同協会は、手足の不自由な人の手助けを行う介助犬の育成・普及活動を行っている。介助犬、そして介助犬とともに暮らす肢体不自由者は全国に57ペア(2020年10月現在)しかおらず、認知度が低いことが課題の一つである。そこで同協会は普及活動にも力を入れており、全国各地で開催される講演会やイベントの場にて介助犬のデモンストレーションを実施し、介助犬の役割や必要性を訴えている。

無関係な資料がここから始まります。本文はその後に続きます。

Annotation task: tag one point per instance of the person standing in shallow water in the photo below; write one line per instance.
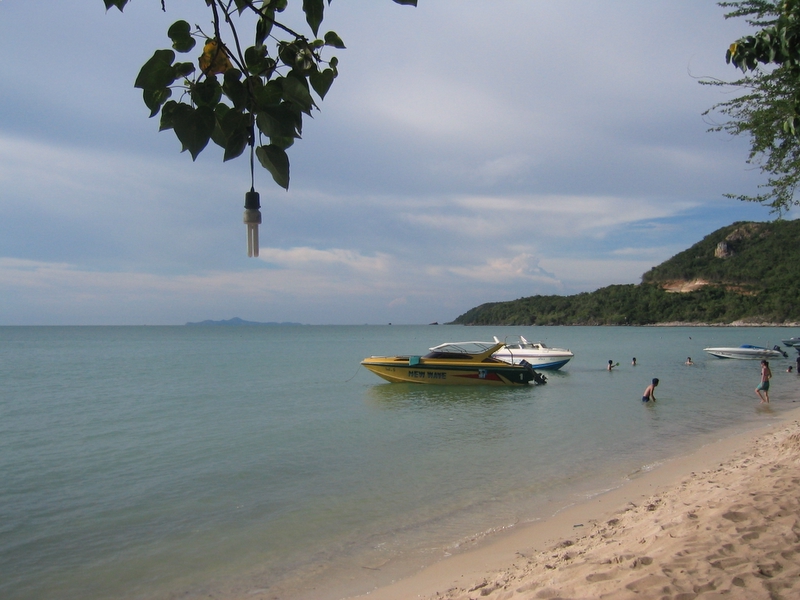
(649, 392)
(766, 375)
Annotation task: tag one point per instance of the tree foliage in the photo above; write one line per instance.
(756, 278)
(239, 93)
(769, 109)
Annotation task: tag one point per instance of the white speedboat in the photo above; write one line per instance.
(746, 352)
(454, 363)
(540, 356)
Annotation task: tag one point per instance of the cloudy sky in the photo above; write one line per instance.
(470, 151)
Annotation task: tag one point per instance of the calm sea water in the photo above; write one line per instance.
(156, 462)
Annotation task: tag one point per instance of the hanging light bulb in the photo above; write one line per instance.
(252, 219)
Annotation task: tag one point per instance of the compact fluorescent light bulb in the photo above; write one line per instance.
(252, 219)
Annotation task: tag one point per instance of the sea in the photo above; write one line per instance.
(233, 462)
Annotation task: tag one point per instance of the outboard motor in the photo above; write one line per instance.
(537, 377)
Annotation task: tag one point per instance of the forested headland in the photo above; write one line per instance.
(744, 273)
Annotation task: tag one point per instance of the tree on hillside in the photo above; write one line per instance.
(242, 93)
(769, 109)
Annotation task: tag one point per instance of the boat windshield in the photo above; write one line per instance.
(459, 349)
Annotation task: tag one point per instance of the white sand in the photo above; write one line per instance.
(721, 523)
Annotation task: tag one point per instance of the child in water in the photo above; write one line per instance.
(649, 392)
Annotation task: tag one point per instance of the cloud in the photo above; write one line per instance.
(463, 156)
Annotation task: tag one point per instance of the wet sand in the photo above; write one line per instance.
(723, 522)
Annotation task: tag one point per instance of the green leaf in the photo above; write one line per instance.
(275, 160)
(153, 99)
(264, 26)
(167, 115)
(234, 89)
(180, 32)
(314, 10)
(333, 39)
(207, 92)
(321, 81)
(158, 72)
(269, 95)
(194, 127)
(183, 69)
(232, 131)
(257, 60)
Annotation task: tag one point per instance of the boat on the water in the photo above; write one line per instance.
(537, 354)
(454, 363)
(747, 352)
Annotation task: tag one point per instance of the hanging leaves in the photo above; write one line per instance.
(265, 89)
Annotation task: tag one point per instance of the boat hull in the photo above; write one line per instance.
(538, 362)
(399, 369)
(744, 353)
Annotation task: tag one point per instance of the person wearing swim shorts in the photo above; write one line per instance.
(766, 375)
(649, 392)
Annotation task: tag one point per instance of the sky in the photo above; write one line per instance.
(469, 152)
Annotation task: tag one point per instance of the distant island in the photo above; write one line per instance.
(747, 273)
(236, 321)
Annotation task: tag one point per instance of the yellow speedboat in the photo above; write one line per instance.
(454, 363)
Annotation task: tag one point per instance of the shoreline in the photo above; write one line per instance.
(624, 542)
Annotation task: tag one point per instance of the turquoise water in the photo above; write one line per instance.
(151, 462)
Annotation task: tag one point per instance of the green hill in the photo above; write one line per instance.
(745, 272)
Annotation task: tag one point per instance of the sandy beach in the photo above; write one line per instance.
(723, 522)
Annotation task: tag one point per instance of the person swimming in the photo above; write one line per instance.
(649, 392)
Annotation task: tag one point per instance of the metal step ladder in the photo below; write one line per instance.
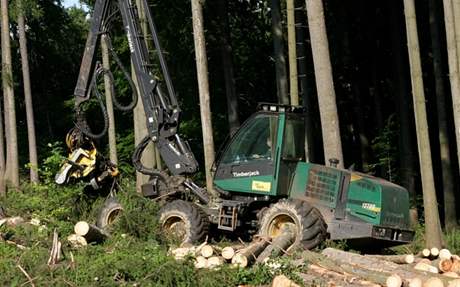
(228, 216)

そのような場で活躍するのが「PR犬」だ。PR犬は、介助犬として適正を見極めて訓練を受けていく過程の中で、介助犬ではなくPR犬としての素質があると判断された犬のこと。人が大好きで、どんなところでも寝ることができ、初めて行く場所でも職員のハンドリングの元落ち着いてデモンストレーションができる犬がPR犬に向いているのという。同協会では、現在8頭のPR犬が活躍している。

そのPR犬の1頭だったダンク(6歳、オス)が2月に引退し、神奈川県横浜市に住むOさんの家族へ譲渡された。ダンクは2歳からPR犬となり、協会本部がある横浜市を拠点に活動していた。落としたものを拾う、携帯電話を探して持ってくるなどのデモンストレーションを行う他にも、愛嬌のある性格で、ふれあいでは尾を振りながら自ら客に撫でてもらいに行くなど、様々な場面で活躍していたのだそう。

協会本部には犬が過ごす犬舎はない。そのため、ダンクのようなPR犬を預かり、送迎などを協力する飼育ボランティアの存在が欠かせないという。そのダンクを5年間預かっていたボランティアが、今回譲渡されたOさんだ。

Oさんの長男Sくん(9歳)は発達障害があり、Sくんが通う市内の障害者施設に貼ってあったPR犬預かりボランティア募集のチラシを見てボランティアを始めたのだそう。ダンクと生活をしはじめた当時まだ4歳だったSくんは、自分より大きいダンクのことを少し怖がっていたとのことだが、次第に仲良くなり、今では兄弟のように一緒に過ごしているという。

同協会がPR犬を引退する年齢として定めた7歳を4月に迎えるにあたり、ダンクは引退し、Oさんの家族の一員として譲渡された。

同協会は「介助犬には向かない」と判断した犬たちを一般の家庭に譲渡しているほか、障害児者のいる家庭への犬のマッチング・譲渡にも“With Youプロジェクト”として積極的に取り組んでいる。2015年のプロジェクト開始以降、これまでに21頭の犬たちが障害児者のいる家庭に、家族として迎えられている。